The volunteers awoke at 7am on day 1 of the study, and were then kept awake all of that day, all of the subsequent night, and all of day 2. The excitability measurements spanned a period of 30 hours, from 9am to 3 pm the next day. The subjects finally got to go to sleep on the next night, and one final session took place on day 3.
The results showed a steady increase in brain excitability with increasing time spent awake. Sleep put this back to normal—mostly. Excitability was measured using electroencephalography (EEG) combined with transcranial magnetic stimulation (TMS). Essentially, they hit the brain with a strong magnetic pulse from a coil held up against the head, and measured the electrical activity that this triggered in the brain.

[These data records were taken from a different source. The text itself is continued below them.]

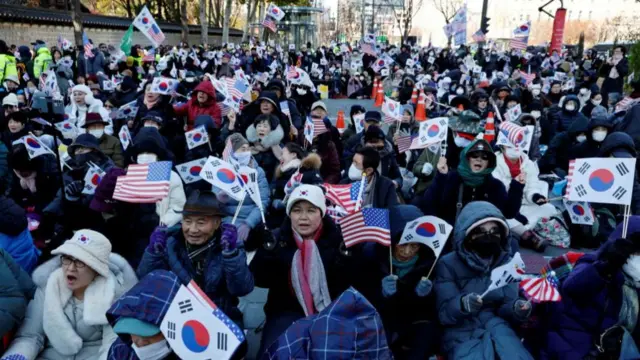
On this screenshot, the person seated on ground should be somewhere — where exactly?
[138,190,253,325]
[0,247,36,354]
[107,270,182,360]
[340,146,399,208]
[3,229,138,360]
[491,146,558,252]
[433,201,533,360]
[537,216,640,359]
[251,184,351,354]
[419,140,524,224]
[246,114,284,181]
[355,205,439,359]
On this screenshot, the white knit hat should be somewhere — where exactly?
[287,185,327,217]
[51,229,111,277]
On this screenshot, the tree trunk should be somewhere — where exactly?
[69,0,83,46]
[180,0,189,42]
[200,0,209,45]
[222,0,233,43]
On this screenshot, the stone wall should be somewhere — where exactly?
[0,22,240,46]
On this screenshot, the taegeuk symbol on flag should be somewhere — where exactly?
[567,158,636,205]
[398,215,453,258]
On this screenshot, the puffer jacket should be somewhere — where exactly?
[173,81,222,131]
[4,253,138,360]
[138,226,253,324]
[434,201,533,360]
[0,248,36,342]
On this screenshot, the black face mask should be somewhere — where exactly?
[468,233,502,259]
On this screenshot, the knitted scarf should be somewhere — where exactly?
[291,224,331,316]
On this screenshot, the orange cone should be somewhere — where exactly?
[336,110,347,134]
[484,111,496,143]
[415,89,427,121]
[375,83,384,107]
[411,85,418,104]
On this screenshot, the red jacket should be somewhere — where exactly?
[174,80,222,131]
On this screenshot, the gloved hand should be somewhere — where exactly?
[220,224,239,252]
[238,223,251,242]
[422,163,433,176]
[64,180,84,201]
[382,275,398,297]
[147,225,169,254]
[416,277,433,297]
[460,293,482,314]
[513,300,531,319]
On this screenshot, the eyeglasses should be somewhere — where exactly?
[60,255,87,269]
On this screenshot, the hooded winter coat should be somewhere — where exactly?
[4,253,138,360]
[107,270,182,360]
[173,81,222,131]
[138,226,253,324]
[433,201,533,360]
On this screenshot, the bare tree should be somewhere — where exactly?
[431,0,464,46]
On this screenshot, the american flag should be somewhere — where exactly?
[82,32,93,58]
[262,15,276,32]
[471,30,487,42]
[509,38,529,50]
[147,23,164,44]
[340,208,391,248]
[520,275,562,303]
[113,161,172,204]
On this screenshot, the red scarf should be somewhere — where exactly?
[502,154,522,179]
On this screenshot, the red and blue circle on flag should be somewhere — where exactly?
[589,169,615,192]
[182,320,210,353]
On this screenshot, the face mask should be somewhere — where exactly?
[453,135,471,148]
[89,129,104,139]
[504,148,520,159]
[233,151,251,166]
[349,164,362,181]
[591,130,607,142]
[131,340,171,360]
[136,154,158,164]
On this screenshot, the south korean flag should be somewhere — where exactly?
[160,285,244,360]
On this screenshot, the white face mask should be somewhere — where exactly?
[89,129,104,139]
[131,340,172,360]
[591,130,607,142]
[233,151,251,166]
[453,135,471,148]
[349,163,362,181]
[136,154,158,164]
[504,148,520,159]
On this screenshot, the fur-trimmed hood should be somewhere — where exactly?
[247,124,284,148]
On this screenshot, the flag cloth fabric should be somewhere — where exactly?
[340,208,391,248]
[520,276,562,303]
[562,199,594,225]
[262,15,276,32]
[324,181,360,214]
[133,5,165,47]
[176,158,207,184]
[82,32,93,58]
[120,24,133,54]
[398,215,453,258]
[113,161,172,204]
[567,158,636,205]
[184,125,209,150]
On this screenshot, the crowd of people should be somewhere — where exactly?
[0,34,640,360]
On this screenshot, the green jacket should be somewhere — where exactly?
[33,47,53,79]
[0,54,20,83]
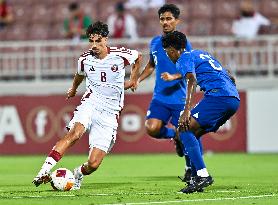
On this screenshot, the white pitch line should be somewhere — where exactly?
[102,194,276,205]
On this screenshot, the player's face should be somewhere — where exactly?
[159,11,179,33]
[89,34,107,55]
[165,47,181,63]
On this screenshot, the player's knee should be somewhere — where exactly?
[67,129,83,142]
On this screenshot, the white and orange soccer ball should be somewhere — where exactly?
[51,168,75,191]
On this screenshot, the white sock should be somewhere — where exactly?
[38,157,57,175]
[197,168,209,177]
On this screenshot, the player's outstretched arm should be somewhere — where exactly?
[67,73,84,99]
[161,72,182,81]
[130,52,143,92]
[138,59,155,83]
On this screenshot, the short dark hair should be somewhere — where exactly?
[115,2,125,12]
[86,21,109,38]
[69,2,79,11]
[162,31,187,50]
[158,4,180,19]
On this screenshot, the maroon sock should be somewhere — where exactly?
[48,150,62,162]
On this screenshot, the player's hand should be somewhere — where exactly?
[160,72,175,81]
[178,109,191,132]
[67,88,77,99]
[124,80,138,92]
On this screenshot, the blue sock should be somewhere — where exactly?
[157,126,176,139]
[180,131,206,170]
[191,164,197,177]
[184,154,191,168]
[198,137,204,155]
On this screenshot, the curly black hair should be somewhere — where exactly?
[162,31,187,50]
[86,21,109,38]
[157,4,180,19]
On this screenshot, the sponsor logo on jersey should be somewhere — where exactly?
[111,64,119,72]
[89,66,96,72]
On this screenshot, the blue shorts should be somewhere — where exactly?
[146,99,184,127]
[191,96,240,132]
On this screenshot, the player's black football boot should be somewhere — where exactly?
[182,168,192,185]
[32,173,51,187]
[180,176,214,194]
[174,128,184,157]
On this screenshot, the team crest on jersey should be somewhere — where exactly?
[111,64,119,72]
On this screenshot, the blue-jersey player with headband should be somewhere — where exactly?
[131,4,202,182]
[161,31,240,193]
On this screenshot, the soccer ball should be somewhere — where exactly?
[51,168,75,191]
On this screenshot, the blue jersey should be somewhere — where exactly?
[150,36,192,105]
[176,50,239,99]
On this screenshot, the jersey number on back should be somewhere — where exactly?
[200,54,222,70]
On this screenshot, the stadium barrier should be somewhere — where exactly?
[0,92,247,154]
[0,35,278,83]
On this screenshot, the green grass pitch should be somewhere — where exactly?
[0,154,278,205]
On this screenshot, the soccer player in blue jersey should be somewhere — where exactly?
[132,4,202,182]
[161,31,240,193]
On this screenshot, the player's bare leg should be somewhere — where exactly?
[72,147,106,190]
[33,122,85,186]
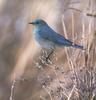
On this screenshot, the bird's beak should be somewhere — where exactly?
[29,22,35,25]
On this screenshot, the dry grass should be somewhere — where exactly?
[10,10,96,100]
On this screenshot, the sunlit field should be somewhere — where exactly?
[0,0,96,100]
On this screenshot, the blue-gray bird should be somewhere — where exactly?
[29,19,83,49]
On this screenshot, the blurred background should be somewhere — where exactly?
[0,0,96,100]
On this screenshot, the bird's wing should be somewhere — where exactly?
[41,27,73,46]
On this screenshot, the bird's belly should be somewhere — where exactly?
[35,35,54,49]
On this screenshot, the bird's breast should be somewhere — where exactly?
[34,31,54,49]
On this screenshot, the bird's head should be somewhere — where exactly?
[29,19,47,27]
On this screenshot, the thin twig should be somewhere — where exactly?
[9,80,16,100]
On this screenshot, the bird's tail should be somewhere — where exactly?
[72,44,84,50]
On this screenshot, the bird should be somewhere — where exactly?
[29,19,84,58]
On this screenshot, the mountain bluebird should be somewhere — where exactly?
[29,19,83,60]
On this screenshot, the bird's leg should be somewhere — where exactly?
[46,49,54,62]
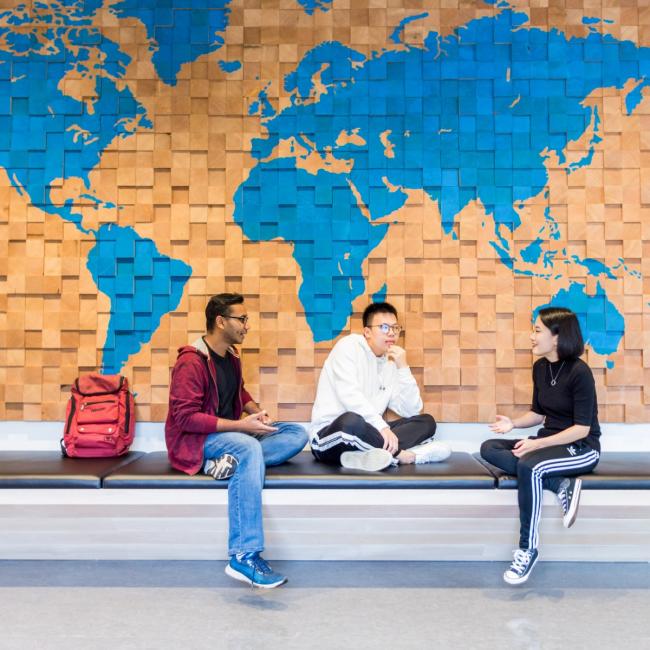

The graphs below show what happened: the TMS pulse caused an electrical response with three peaks: up, down, up, all in the space of 30 milliseconds. This represents the firing of different groups of cells. The magnitude of the response was increased when people were sleep-deprived (red lines), compared to when they were well rested:
Although it was a small study, all six participants clearly showed higher stimulation-evoked potentials after sleep deprivation. Although the exact causes of the TMS evoked response are unclear, this is consistent with the idea that synapses become steadily stronger during wakefulness, and are pruned during sleep.
If this is true, it also raises questions for neuroscientists because it means that the time of day that an experiment takes place could have an impact on the results. Whether the test subjects are animals or humans, if they’re tested at the end of long period of wakefulness, their brains might be more excitable.
There are still many questions around the function of sleep, but one thing seems certain: we won’t be able to understand the brain if we limit ourselves to thinking about what happens when we’re awake.